In 1973 our family moved to Greece from Rota, Spain. After a short time in temporary quarters in Glyfada we moved into a house in Ekali that had beautiful rose bushes and numerous fig trees. Ekali was a suburb of Athens and was also where the K-8 th grade DODDS Ekali Elementary School was located. My sister Lauren and I attended this school for the 1973-1974 school year and our dad, Rocco Trecosta, was an elementary school teacher.
From our home we could either walk to the school via a path through the woods or we could ride with Dad to school. I don’t recall that a bus came into our neighborhood, but I can’t be certain.
The school was not on a military base, like every other DODDS school we had attended. It was on the main road through Ekali and even more unique was that it used to be a hotel. The lower grades were on the ground floors in an open classroom style in the various former lobbies and nooks & crannies of the hotel. There were lots of windows and an elevator. The middle school grades were on the upper floors and stretched through the various hotel rooms where the dividing walls had been removed. The lockers were in the hallways. The playground was in the ravine on the backside of the building. Tetherball was still my go-to playground activity.
Dad usually bounced around teaching various elementary grades and I’m not sure which grades he taught in Greece. I do recall he continued his tradition of hosting classroom plays so all the students had an opportunity to be the shining star. Mr. John W. Murphy was the principal and he & our dad had much mutual respect for one another. My sister Lauren was in the 5 th grade and presumably I rotated classrooms in the 7 th grade, as I don’t remember a specific teacher. Lauren remembers that basic Greek was taught and that she wondered how she would ever use words like king, throne, or frog.
The school downsized the following school year (1974-1975), eliminating the 8 th grade. Both Lauren & I switched to the Ursuline School, our first experience outside of a DODDS school. We then transferred to Livorno, Italy in 1975 and attended Livorno American High School at Camp Darby.
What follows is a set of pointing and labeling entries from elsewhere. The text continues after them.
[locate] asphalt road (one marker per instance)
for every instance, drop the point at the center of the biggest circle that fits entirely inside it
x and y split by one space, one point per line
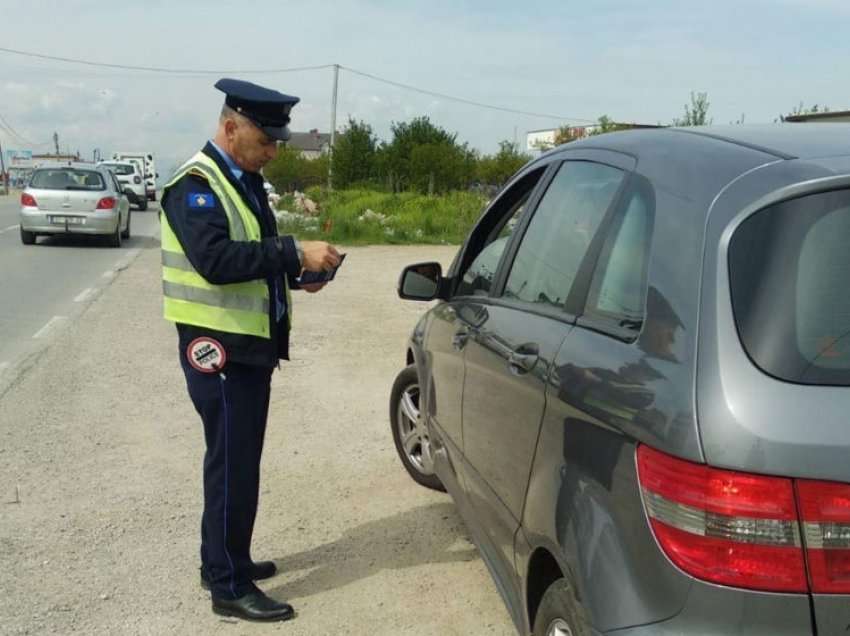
43 287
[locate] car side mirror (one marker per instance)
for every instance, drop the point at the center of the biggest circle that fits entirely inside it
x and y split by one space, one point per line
420 282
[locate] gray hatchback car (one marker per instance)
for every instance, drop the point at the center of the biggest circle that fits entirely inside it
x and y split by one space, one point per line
636 384
74 198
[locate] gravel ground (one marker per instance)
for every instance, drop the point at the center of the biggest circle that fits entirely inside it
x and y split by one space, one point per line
100 477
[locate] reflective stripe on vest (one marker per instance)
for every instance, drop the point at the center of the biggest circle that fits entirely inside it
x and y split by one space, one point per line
241 308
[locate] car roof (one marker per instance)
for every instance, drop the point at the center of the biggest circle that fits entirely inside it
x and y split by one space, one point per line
54 165
783 141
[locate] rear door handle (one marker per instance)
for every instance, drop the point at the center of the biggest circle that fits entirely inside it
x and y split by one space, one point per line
522 359
460 339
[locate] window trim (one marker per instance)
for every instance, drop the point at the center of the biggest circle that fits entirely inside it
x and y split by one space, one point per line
574 302
601 321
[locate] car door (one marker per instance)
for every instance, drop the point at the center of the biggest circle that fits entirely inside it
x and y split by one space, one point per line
510 353
452 321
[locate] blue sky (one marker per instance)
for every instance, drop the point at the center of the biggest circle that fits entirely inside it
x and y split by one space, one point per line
634 61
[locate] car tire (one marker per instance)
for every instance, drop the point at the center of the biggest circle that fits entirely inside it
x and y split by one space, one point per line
27 238
126 232
114 239
409 432
559 614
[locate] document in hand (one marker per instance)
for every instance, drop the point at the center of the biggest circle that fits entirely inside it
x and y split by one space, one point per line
311 278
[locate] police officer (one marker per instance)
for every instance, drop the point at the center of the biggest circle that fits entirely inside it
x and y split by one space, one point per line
227 275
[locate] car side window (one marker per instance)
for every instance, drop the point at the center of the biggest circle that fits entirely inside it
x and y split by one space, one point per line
478 278
618 289
560 233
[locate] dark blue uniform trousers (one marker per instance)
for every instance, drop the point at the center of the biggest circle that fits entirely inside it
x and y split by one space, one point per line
233 405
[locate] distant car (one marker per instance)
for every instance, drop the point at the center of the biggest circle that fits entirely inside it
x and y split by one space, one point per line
635 384
129 176
74 199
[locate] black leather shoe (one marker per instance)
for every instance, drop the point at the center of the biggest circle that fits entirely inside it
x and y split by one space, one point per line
261 570
254 606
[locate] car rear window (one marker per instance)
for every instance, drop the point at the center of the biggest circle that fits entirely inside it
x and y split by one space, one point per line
790 268
121 170
67 179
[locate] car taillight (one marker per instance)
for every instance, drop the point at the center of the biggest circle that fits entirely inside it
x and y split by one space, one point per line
825 511
723 526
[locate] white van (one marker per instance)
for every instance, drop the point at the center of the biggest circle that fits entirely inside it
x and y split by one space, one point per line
129 175
146 165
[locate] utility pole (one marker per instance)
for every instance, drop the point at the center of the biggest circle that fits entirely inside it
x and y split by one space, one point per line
3 172
333 127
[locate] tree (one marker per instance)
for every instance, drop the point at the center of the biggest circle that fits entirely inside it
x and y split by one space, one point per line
354 155
566 134
396 156
290 171
498 168
802 110
606 124
696 113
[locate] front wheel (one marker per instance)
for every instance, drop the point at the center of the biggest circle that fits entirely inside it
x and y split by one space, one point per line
126 232
412 441
114 239
559 613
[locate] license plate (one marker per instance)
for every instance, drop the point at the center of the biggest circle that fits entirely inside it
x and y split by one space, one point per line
70 220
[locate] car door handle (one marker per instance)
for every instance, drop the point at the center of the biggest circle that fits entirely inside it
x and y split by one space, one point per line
460 339
523 358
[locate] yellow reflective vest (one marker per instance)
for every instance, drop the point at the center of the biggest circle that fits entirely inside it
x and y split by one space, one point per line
239 308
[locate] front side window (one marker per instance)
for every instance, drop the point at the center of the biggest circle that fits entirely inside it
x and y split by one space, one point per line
618 290
789 269
478 278
560 232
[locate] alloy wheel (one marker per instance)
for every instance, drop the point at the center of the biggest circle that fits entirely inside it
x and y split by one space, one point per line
413 432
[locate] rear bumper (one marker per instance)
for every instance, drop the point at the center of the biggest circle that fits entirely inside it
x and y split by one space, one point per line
39 221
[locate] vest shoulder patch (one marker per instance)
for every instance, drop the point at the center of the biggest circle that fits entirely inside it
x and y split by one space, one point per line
200 200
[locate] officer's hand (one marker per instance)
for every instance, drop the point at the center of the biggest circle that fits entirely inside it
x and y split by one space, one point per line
319 256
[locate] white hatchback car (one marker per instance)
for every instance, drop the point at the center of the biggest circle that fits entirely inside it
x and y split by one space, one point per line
74 199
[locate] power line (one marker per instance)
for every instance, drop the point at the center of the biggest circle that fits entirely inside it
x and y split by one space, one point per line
183 71
463 100
157 69
4 124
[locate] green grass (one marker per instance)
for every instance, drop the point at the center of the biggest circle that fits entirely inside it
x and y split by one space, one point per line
404 218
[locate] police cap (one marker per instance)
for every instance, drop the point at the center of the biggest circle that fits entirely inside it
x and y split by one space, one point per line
266 107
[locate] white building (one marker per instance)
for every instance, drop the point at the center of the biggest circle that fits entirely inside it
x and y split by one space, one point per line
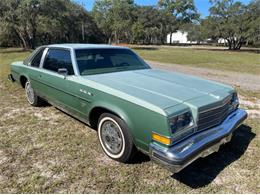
179 37
222 41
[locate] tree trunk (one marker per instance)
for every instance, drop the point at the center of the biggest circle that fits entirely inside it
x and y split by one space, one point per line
170 38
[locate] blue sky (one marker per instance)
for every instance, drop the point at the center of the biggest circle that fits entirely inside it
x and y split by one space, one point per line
202 5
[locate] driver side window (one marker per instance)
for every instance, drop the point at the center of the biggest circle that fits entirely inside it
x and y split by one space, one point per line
37 58
58 58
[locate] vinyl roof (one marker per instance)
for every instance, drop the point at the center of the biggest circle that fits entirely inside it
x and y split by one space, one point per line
84 46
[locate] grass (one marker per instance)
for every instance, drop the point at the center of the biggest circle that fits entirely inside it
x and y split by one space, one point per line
245 62
43 150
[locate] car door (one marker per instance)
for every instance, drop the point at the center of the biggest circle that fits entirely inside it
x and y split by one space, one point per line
60 89
33 68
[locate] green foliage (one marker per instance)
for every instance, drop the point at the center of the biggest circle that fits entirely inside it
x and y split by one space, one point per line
233 21
28 23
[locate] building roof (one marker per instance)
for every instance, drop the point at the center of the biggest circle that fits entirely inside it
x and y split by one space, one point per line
84 46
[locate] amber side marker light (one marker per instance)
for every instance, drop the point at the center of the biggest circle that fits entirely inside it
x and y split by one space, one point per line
161 139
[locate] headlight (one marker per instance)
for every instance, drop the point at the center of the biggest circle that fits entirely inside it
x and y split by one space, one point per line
180 122
234 102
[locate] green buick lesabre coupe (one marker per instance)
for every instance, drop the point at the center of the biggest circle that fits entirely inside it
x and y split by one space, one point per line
174 118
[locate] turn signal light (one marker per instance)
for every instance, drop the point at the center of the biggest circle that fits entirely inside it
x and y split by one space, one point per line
161 139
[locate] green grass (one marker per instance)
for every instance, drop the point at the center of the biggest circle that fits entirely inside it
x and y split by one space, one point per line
244 62
43 150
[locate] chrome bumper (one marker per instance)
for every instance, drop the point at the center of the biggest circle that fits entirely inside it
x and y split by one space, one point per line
198 145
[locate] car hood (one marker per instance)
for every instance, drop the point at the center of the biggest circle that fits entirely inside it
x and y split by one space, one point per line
163 89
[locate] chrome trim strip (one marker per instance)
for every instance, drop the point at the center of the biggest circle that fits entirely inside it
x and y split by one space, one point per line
201 144
228 98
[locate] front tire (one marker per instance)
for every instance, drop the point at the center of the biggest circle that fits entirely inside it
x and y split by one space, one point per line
114 138
32 98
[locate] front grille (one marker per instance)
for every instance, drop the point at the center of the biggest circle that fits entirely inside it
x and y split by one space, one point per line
214 116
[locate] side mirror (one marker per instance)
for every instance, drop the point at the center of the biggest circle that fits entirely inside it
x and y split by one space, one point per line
63 71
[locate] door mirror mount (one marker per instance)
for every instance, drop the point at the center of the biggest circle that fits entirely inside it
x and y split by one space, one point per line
63 71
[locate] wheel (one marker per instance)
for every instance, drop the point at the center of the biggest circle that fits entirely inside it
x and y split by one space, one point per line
32 98
115 138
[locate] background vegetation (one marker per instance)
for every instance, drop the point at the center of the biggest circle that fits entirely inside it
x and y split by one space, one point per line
29 23
43 150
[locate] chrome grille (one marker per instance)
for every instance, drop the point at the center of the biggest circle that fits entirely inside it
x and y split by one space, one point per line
214 116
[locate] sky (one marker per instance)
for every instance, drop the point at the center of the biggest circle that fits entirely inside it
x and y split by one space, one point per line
202 5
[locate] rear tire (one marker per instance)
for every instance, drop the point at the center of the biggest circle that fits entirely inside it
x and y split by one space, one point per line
32 98
115 138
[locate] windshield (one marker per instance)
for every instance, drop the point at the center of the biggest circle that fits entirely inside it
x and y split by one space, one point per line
95 61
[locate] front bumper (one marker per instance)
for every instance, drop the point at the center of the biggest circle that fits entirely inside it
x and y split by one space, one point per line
198 145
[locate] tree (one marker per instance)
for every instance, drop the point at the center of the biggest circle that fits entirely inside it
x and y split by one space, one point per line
36 22
196 32
253 13
114 18
229 20
183 12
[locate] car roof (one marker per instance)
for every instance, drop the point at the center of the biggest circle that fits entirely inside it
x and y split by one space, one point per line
85 46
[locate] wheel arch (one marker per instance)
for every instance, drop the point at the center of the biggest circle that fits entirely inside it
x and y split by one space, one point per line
23 79
98 109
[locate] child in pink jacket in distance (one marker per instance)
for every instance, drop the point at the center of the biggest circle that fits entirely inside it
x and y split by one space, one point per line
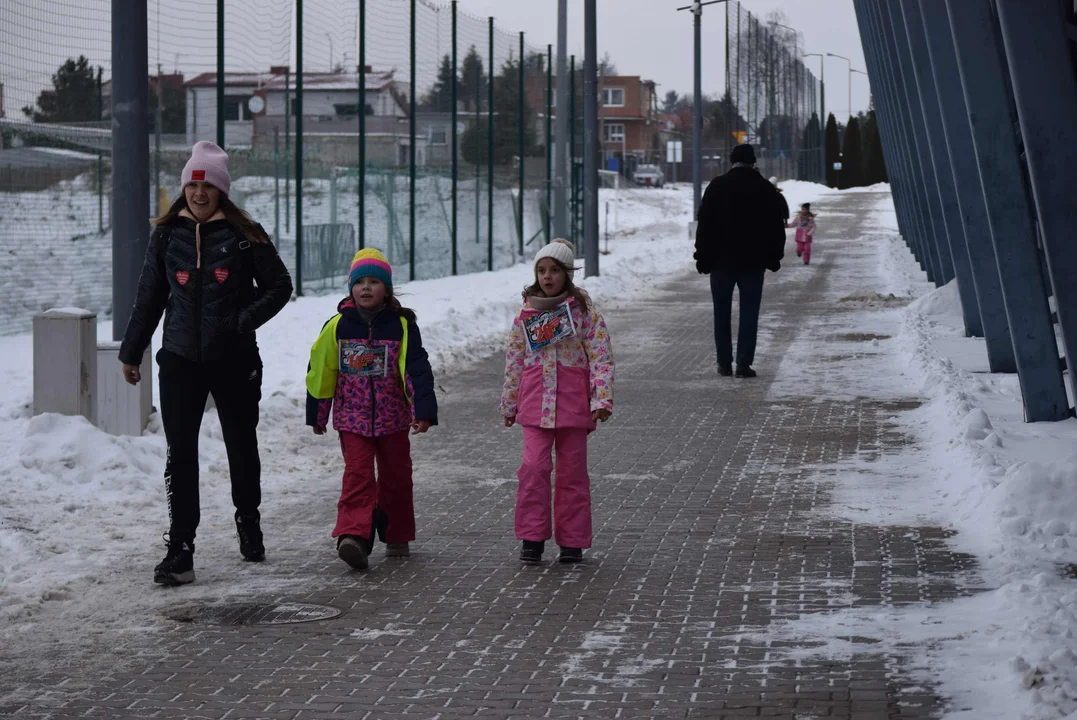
805 222
558 385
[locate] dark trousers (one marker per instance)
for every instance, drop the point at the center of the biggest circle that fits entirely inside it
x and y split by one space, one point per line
236 385
750 283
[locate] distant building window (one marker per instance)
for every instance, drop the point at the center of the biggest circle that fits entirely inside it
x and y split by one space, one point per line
613 131
613 97
235 108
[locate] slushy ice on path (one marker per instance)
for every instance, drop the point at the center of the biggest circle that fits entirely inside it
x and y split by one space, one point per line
710 525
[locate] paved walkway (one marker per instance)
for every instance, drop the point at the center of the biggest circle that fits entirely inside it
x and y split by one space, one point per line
704 491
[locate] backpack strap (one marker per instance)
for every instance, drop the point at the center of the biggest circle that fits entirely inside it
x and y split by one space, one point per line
402 361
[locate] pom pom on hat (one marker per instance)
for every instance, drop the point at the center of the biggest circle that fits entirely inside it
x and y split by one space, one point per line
561 251
208 164
369 263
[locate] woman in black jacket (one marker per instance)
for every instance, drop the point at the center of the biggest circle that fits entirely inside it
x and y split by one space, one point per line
213 273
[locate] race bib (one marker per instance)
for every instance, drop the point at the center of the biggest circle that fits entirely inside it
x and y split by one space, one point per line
549 327
361 360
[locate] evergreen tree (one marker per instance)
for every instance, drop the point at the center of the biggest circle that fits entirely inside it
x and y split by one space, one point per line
833 149
473 81
852 160
73 97
439 98
506 123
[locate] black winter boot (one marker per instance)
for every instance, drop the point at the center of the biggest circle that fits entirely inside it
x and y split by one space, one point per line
531 552
250 538
178 568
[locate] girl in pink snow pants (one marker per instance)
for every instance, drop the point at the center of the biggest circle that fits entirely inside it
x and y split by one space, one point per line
558 385
805 222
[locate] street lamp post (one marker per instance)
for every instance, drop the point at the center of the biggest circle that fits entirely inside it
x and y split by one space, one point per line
697 126
822 113
840 57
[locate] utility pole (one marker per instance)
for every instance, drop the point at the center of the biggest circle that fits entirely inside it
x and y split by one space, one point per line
590 140
697 124
561 143
130 161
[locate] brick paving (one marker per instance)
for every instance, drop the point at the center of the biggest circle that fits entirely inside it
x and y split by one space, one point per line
704 491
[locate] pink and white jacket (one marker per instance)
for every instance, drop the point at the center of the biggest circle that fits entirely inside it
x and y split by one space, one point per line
561 384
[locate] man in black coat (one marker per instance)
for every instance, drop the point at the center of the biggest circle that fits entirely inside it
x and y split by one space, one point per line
740 235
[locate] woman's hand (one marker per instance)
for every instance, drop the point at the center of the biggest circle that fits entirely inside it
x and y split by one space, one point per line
131 373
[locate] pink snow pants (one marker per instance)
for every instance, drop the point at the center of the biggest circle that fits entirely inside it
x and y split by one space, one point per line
803 245
391 492
572 492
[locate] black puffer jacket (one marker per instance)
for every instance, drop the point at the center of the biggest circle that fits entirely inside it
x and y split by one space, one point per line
740 224
203 277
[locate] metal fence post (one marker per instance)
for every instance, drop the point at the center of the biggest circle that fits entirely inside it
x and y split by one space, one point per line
937 167
519 228
965 175
933 208
130 156
983 74
1040 60
456 142
362 120
489 158
411 154
220 73
298 147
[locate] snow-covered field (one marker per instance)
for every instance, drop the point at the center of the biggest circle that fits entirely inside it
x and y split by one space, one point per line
1008 489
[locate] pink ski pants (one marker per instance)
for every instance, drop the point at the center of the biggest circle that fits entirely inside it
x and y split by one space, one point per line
572 491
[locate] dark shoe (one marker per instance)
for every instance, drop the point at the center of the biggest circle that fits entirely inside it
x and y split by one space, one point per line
745 371
397 550
350 550
250 538
571 555
531 552
178 568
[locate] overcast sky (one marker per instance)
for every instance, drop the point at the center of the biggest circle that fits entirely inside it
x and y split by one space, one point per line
651 38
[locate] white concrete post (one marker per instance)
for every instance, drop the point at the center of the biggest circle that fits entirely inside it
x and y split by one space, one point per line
65 363
122 409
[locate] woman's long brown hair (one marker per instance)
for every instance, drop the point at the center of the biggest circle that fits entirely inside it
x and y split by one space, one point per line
582 298
233 213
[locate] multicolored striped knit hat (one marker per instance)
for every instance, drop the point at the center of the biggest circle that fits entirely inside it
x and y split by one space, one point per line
369 263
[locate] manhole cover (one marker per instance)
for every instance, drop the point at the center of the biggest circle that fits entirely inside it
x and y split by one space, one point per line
277 613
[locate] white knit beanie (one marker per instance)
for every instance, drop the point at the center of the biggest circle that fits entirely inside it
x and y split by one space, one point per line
561 251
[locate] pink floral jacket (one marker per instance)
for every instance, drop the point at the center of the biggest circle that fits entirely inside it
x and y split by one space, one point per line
560 384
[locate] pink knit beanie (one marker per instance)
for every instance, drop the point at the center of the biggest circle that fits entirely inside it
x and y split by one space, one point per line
208 164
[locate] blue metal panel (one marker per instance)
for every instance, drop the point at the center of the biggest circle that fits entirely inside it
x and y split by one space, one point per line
1046 93
966 183
937 166
983 74
900 114
897 159
935 225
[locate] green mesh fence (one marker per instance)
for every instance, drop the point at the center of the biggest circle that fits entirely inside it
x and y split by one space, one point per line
403 102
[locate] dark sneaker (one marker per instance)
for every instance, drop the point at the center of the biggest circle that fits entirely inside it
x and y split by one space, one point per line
250 539
745 371
397 550
178 568
350 550
531 552
571 555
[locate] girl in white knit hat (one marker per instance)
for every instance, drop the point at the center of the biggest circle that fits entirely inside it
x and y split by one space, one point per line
558 385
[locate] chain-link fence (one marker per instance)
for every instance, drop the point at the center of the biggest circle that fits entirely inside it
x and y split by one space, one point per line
772 100
415 127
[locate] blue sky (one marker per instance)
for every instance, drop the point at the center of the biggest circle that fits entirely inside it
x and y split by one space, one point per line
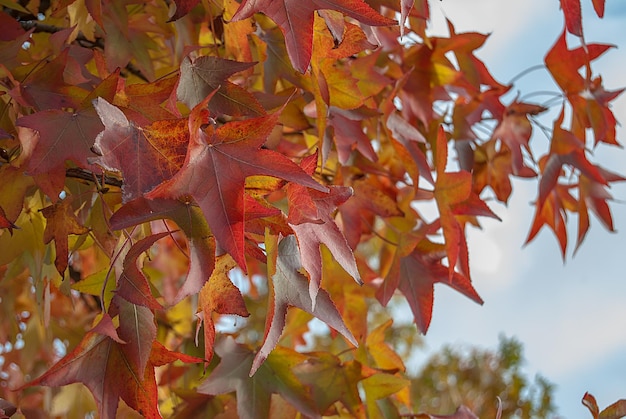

As kids we hung out at the Ekali Club (swim & tennis) and at the American Club (movie theatre, pool, community center) in Kifissia. We saw the show Up With People at a Greek amphitheatre, and traveled to see the sights in the city of Athens, the Greek countryside and islands.
During the time we lived in Greece, there was an uprising in a local university during a time of prolonged political unrest, there were tensions between Greece and Cyprus, and there was significant anti-American sentiment. During one particular tense moment we could hear the Army tanks rolling in through the main streets and many of the Greek American boys in my sister’s 12 th grade class at the American Community School were concerned about getting drafted. While we lived in Greece there were some car bombings of cars owned by Americans. The cars were easily identifiable because of the license plates. Dad used to put mud on our license plates to obscure the American tags.